Shimwellia blattae

Scientific classification
- Domain: Bacteria
- Kingdom: Pseudomonadati
- Phylum: Pseudomonadota
- Class: Gammaproteobacteria
- Order: Enterobacterales
- Family: Enterobacteriaceae
- Genus: Shimwellia
- Species: S. blattae
- Binomial name: Shimwellia blattae (Burgess et al. 1973) Priest and Barker 2010, comb. nov.
- Synonyms: Escherichia blattae Burgess 1973

= Shimwellia blattae =

- Authority: (Burgess et al. 1973) Priest and Barker 2010, comb. nov.
- Synonyms: Escherichia blattae Burgess 1973

Species of bacterium

Shimwellia blattae (formerly Escherichia blattae) is a species of Gram-negative bacterium, one of two in the genus Shimwellia. It is an aerobic enteric bacterium first isolated from the hindgut of cockroaches.

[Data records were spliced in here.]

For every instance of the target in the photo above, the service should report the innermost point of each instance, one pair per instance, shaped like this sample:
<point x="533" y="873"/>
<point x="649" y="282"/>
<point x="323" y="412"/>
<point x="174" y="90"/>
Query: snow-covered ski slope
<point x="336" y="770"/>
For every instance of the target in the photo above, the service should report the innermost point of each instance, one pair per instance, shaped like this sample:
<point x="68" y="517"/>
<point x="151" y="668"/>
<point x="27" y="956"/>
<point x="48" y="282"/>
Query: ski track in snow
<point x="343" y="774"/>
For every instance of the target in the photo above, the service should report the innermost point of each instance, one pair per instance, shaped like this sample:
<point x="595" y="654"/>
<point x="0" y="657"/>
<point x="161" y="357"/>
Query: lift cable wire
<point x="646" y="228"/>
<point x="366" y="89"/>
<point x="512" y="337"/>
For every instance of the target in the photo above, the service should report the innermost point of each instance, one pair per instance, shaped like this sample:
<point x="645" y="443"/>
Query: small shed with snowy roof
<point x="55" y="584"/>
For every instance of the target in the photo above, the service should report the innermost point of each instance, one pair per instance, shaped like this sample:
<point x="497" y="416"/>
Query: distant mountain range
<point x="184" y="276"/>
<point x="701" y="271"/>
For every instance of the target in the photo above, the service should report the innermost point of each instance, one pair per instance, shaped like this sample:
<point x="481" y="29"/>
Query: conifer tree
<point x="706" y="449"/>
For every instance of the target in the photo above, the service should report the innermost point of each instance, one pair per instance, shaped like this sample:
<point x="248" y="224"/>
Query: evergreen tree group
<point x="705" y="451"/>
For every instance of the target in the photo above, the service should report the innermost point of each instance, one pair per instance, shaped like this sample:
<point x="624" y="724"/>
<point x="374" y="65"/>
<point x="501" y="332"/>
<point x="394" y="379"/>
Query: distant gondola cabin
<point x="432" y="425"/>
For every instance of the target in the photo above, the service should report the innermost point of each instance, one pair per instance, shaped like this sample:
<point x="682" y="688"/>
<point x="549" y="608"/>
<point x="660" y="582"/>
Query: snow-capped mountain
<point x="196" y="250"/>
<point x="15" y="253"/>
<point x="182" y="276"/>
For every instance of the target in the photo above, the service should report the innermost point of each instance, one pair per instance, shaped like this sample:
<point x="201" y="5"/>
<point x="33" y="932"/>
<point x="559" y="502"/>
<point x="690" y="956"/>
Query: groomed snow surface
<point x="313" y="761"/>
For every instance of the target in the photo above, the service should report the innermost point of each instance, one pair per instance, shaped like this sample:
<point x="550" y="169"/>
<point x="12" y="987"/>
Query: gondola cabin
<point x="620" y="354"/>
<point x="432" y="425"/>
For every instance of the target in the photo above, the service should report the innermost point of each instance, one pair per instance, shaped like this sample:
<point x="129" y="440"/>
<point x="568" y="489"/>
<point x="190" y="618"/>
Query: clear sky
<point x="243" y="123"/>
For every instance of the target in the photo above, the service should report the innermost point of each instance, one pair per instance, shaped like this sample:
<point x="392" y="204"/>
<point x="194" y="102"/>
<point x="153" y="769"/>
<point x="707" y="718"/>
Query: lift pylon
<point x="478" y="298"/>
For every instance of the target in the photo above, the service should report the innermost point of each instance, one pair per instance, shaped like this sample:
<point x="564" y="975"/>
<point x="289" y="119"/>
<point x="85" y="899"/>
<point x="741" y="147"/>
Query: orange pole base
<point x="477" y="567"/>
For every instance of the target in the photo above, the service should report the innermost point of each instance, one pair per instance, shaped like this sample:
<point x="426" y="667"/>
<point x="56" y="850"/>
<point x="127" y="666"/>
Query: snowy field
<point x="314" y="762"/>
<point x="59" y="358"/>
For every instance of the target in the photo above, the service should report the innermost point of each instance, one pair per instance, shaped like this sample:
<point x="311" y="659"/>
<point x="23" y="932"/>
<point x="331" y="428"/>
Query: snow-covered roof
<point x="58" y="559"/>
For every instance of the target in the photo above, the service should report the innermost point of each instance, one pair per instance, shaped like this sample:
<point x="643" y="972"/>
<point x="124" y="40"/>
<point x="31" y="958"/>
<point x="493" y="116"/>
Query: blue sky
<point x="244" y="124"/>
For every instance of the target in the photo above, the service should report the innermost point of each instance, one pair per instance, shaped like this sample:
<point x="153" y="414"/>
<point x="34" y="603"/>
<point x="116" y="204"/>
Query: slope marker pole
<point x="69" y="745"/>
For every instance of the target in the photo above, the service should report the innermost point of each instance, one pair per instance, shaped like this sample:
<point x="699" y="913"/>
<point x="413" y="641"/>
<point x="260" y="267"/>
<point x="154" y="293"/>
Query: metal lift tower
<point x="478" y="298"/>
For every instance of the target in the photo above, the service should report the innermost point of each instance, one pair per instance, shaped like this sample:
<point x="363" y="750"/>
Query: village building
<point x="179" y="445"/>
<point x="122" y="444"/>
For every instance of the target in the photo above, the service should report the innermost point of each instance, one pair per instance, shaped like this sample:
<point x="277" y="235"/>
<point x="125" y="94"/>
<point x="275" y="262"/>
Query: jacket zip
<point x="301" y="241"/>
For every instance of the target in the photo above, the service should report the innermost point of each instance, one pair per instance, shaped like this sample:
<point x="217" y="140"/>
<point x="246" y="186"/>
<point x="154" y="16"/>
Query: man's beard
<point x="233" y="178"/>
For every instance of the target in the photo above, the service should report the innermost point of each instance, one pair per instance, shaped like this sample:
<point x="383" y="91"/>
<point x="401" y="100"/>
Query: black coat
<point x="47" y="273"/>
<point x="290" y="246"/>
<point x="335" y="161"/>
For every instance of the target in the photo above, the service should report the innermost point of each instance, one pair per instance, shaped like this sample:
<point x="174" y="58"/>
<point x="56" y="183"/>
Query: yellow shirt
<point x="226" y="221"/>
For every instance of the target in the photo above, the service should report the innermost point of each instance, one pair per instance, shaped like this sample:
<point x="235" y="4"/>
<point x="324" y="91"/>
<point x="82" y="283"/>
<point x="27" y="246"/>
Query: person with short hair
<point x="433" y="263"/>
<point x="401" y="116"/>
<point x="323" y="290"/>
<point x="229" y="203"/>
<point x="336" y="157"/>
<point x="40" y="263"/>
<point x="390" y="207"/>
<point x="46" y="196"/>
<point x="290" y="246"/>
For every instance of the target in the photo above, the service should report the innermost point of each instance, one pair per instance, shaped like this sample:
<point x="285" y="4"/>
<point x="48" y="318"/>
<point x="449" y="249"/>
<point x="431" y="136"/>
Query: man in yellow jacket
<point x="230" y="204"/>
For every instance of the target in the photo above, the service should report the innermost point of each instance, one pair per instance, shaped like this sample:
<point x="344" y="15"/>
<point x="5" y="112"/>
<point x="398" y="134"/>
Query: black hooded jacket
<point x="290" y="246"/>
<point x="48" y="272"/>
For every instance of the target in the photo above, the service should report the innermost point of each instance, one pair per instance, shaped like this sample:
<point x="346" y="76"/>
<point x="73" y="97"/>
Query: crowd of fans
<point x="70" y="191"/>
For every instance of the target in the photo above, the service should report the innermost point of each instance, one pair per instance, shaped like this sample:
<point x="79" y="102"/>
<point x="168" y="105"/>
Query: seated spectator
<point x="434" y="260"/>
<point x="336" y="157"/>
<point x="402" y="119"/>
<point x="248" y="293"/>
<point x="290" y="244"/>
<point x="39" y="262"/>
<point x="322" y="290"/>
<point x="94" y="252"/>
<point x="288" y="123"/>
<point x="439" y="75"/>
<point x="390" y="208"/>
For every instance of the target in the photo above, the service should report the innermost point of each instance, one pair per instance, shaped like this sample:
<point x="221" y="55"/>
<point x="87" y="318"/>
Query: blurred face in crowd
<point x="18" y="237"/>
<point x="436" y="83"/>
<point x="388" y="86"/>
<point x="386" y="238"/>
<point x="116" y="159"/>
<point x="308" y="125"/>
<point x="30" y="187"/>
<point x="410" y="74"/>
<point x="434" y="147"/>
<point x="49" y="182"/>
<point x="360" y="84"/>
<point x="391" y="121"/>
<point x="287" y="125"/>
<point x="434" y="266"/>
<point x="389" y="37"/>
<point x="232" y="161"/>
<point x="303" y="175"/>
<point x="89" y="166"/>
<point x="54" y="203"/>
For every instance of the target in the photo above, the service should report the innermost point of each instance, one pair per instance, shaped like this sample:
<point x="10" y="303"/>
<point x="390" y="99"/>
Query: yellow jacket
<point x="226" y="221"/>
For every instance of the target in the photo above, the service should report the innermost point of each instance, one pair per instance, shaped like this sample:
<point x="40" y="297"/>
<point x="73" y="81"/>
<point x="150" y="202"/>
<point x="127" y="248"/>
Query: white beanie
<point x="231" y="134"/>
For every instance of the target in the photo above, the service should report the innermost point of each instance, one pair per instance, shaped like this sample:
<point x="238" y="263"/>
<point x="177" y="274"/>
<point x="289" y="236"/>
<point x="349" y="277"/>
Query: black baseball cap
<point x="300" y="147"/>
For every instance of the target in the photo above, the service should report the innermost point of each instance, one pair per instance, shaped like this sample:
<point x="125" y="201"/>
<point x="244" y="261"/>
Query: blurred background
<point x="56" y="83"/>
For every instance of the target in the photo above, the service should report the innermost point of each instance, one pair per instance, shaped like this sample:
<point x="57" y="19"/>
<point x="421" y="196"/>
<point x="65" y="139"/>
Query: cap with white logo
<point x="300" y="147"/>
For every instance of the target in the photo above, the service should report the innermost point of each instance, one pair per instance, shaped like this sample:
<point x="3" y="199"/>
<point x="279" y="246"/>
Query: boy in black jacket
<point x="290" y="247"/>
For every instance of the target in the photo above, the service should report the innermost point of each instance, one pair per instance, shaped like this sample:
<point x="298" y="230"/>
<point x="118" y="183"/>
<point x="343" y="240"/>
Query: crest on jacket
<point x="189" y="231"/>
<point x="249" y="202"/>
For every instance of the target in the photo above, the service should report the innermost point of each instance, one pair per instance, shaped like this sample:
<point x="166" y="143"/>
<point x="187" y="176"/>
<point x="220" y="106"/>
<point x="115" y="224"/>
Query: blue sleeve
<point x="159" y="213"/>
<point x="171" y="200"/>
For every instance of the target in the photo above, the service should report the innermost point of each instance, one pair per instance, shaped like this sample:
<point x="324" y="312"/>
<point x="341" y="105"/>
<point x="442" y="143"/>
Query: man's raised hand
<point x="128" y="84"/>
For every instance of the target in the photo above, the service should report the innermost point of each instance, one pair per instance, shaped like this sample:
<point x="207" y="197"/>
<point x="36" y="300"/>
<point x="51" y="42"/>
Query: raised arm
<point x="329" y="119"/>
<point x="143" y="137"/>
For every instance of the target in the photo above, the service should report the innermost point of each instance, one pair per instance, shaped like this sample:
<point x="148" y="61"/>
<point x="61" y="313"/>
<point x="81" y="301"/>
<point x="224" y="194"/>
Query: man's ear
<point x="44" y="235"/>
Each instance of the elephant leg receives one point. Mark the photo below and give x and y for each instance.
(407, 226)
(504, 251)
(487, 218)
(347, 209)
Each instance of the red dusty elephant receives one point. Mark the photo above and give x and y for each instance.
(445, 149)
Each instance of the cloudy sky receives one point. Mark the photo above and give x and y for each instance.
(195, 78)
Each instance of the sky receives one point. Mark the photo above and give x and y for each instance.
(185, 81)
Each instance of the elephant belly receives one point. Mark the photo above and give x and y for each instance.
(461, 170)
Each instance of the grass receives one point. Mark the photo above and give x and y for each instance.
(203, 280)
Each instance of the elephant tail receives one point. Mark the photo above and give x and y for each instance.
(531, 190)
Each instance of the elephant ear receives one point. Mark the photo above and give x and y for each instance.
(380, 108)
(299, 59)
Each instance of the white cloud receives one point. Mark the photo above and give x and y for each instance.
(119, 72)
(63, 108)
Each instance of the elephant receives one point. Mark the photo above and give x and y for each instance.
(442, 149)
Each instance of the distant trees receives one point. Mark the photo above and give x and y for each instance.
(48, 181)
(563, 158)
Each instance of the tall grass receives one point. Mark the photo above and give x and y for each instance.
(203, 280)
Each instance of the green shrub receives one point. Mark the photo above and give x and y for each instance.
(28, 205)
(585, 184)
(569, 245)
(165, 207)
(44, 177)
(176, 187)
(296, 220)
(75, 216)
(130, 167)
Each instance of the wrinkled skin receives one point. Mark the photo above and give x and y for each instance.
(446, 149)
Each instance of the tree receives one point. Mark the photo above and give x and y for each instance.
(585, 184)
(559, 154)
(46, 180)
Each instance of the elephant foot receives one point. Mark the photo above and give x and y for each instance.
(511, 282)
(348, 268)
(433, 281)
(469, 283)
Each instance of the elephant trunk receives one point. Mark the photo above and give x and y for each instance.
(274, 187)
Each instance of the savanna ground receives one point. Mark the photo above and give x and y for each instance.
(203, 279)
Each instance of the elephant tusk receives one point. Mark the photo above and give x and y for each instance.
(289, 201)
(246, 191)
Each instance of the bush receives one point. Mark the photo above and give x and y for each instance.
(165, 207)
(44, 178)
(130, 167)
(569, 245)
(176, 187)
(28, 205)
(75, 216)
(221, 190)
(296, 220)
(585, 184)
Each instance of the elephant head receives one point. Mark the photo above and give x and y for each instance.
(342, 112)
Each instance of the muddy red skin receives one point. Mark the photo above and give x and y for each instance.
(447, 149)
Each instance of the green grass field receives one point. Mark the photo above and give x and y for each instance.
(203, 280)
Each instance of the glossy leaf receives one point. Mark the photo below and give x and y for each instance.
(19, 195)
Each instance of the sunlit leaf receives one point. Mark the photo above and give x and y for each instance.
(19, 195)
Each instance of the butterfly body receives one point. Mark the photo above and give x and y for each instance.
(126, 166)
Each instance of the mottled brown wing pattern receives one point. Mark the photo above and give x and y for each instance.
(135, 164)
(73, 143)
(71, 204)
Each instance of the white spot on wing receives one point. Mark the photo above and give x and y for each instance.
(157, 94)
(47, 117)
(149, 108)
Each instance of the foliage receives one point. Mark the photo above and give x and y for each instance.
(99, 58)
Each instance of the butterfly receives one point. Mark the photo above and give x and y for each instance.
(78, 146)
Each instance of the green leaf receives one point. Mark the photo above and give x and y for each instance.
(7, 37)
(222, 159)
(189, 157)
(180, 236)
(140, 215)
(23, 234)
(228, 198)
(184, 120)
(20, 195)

Although it is related to human pathogens, including Escherichia coli, S. blattae is not pathogenic to humans. It is notable for its ability to synthesize vitamin B12 de novo.

==History and taxonomy==
The bacterium was first described in 1973 under the name Escherichia blattae after isolation from the hindgut of the cockroach species Blatta orientalis. It was reclassified to the genus Shimwellia based on phylogenetic analyses of its genome sequence.

==Genome==
The genome of S. blattae is about 4.2 megabases in size, slightly smaller than similar enteric bacteria found in humans. It has 56.5% GC content, significantly higher than E. coli. Genomic analysis suggests that the ability of S. blattae to synthesize vitamin B12 has its origins in horizontal gene transfer.